There is a wide difference between self-reliance and obtrusiveness. Every man should have a full degree of self-confidence. It is needed in every walk in life. But the salesman, more than most men, must have an exceptional degree of faith in himself and in what he has to sell.
This self-confidence, however, is a very different thing from boldness or obtrusiveness. Courtesy and considerateness are cardinal qualities of the well-equipped salesman, but boastfulness, glibness, egotism, loudness, and self-assertion, are as distasteful as they are undesirable.
The eloquence and persuasiveness of silence is nowhere better exemplified than in the art of salesmanship. One man says much, and sells little; another says little, and sells much. The reason for the superior success of one over the other is mainly due to the fact that he knows best how to present the merits of what he offers for sale, knows how to say it concisely and effectively, knows how to ingratiate himself, largely through his personality, into the good graces of the prospective buyer, and knows when to stop talking.

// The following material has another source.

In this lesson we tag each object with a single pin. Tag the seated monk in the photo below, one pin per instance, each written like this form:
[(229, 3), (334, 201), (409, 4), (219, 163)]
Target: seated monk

Modern salesmanship is based primarily upon common sense. A man with brains, though possibly lacking in other desirable qualifications, may easily outdistance the more experienced salesman. It is a valuable thing in any man to be able to think accurately, reason deeply, and size up a situation promptly.
The salesman should at all times be on his best talking behavior. It is not advisable for him to have two standards of speech, and to use an inferior one excepting for special occasions. He should cultivate as a regular daily habit discrimination in the use of voice, enunciation, expression, and language. This should be the constant aim not only of the salesman, but of every man ambitious to achieve success and distinction in the world.
There is a story of a politician who had acquired a mannerism of fingering a button on his coat while talking to an audience. On one occasion some friends surreptitiously cut the particular button off, and the result was that the speaker when he stood up to address the audience lost the thread of his discourse.
Gladstone had a mannerism of striking the palm of his left hand with the clenched fist of his other hand, so that often the emphatic word was lost in the noise of percussion. A common habit of the distinguished statesman was to reach out his right hand at full arm’s length, and then to bend it back at the elbow and lightly scratch the top of his head with his thumb-nail.
Balfour, while speaking, used to take hold of the lapels of his coat by both hands as if he were in mortal fear of running away before he had finished.
Goshen, at the beginning of a speech, would sound his chest and sides with his hands, and apparently finding that his ribs were in good order, would proceed to wash his hands with invisible soap.